Everyone has bad lessons occasionally. At least that's what my AP tells me. And most of the time I don't beat myself up too much when a lesson of mine goes off track, because more often than not I can pinpoint one or two things that I could have done differently to teach a much more successful lesson. As soon as I target what went wrong, I feel better and ready to apply those lessons.

Lately however, I feel like I'm in a bit of a slump. I had an informal observation with my principal that went less than perfect, to put it diplomatically. Okay, to be honest it was pretty much a disaster. While I immediately recognized some issues with the lesson after she left, I didn't see it as fundamentally flawed. My principal had a different opinion. And since that conversation, my confidence has been seriously shaken.

The rest of the day Friday I was in a funk, kind of fumbling through lessons. I spent all day yesterday planning for today, hoping to bounce back, but instead felt even more frustrated. With all the planning, the question is what went wrong? Did I follow my lessons carefully enough? If I did, then I need to question my ability to plan effectively. My lessons follow the laundry list of criteria - they have a clear objective, they are standards-based, differentiated and based on the needs of my students as demonstrated by data I've collected. They have a connection, guided practice and independent practice. And yet today felt like a struggle from start to finish, and is inspiring a serious crisis of confidence that I haven't felt since my first year of teaching.

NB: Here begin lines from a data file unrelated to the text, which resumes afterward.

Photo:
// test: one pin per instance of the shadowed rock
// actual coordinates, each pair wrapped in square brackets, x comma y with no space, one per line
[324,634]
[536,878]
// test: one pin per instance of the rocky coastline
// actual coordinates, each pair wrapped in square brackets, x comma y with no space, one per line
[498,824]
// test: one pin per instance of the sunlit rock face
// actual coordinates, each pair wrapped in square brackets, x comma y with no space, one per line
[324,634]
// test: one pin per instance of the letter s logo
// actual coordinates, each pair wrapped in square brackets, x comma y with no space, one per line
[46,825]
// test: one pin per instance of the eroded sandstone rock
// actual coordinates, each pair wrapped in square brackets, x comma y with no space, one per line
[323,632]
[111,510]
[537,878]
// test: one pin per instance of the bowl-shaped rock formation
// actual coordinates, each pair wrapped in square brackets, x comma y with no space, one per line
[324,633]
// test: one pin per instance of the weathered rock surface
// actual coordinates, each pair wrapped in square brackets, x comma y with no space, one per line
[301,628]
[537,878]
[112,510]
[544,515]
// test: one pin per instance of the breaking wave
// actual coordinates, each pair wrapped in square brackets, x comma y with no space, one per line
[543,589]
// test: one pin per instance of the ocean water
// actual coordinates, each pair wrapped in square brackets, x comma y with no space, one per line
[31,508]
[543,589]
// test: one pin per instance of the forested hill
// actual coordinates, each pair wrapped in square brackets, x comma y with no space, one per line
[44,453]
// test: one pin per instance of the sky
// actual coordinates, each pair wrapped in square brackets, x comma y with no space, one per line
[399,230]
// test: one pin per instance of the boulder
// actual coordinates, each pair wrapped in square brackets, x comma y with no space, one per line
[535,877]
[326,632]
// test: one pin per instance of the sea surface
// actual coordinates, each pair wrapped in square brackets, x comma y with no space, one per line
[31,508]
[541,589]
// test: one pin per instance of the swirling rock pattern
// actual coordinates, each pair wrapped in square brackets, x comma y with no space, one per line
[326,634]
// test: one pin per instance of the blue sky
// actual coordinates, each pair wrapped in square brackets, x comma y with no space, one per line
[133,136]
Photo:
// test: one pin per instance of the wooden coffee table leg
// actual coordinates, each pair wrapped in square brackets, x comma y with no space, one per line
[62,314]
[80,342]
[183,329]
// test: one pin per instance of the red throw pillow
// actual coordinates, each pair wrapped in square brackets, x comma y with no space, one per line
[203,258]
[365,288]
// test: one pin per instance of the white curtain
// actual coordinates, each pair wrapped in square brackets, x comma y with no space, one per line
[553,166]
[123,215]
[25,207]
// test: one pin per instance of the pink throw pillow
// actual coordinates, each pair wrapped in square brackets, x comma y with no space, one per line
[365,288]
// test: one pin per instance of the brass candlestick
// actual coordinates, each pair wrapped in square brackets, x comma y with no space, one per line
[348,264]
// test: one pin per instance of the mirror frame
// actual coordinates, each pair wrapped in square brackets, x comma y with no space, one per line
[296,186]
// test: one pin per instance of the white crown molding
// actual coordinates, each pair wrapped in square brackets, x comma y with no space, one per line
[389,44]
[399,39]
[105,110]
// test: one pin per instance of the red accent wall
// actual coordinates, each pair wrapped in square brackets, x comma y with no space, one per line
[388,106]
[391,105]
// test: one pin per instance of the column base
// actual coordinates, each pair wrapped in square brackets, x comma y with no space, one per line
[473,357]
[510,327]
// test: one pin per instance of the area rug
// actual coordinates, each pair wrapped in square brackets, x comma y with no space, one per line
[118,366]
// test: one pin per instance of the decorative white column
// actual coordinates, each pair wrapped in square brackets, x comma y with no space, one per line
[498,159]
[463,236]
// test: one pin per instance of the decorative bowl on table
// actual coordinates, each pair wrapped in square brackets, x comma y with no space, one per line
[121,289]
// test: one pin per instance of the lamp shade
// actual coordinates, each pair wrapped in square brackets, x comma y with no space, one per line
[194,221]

The problem is, until recently, I felt that I had made enough progress as a teacher since my first year to no longer be considered a novice. While I was still getting the hang of a few things, I felt like a better than average teacher. Lately I'm feeling downright incompetent. As a 3rd year teacher I may still be entitled to "novice status" but as someone who got into teaching to be an immediate "game changer" so to speak, the feeling of being mired in mediocrity is totally unacceptable.

I'm still frustrated with myself over the failures of my first year, but I accept I can't do anything about that. My 2nd year had its challenges, but I believed it was a success overall. This year felt, until now, to be the one where everything fell into place. It wasn't as good as the Hollywood superhero teacher story, but it was narrative I thought I could be proud of. The past couple of days have shaken my view of my current abilities and with it my understanding of my progress as a teacher overall.

While it's been difficult, it may also serve as a much-needed wake-up call. I got into education to be part of the solution, not the problem. So it's crucial for me to have a realistic perception of my own talents, even at the expense of my ego. If I'm not doing a good job at this point, I need to seriously evaluate why, and figure out how to do better, quickly. If I can't put those pieces together, I may need to accept I'm just not a good teacher. I think the whole system would be better off if more teachers made this decision.

For now though, I'll accept an incomplete before I give myself an F. Instead of giving up I'm reassuring myself that everyone has a slump sometimes. Brutal honesty is something I need as a teacher, but it's also important not to let a couple of rough days define my abilities or overshadow positive feedback I've received. I know my kids have grown a lot this year. Hopefully identifying my shortcomings will be a way to help my kids further, and I can look back at this slump as a brief problem in an otherwise successful year.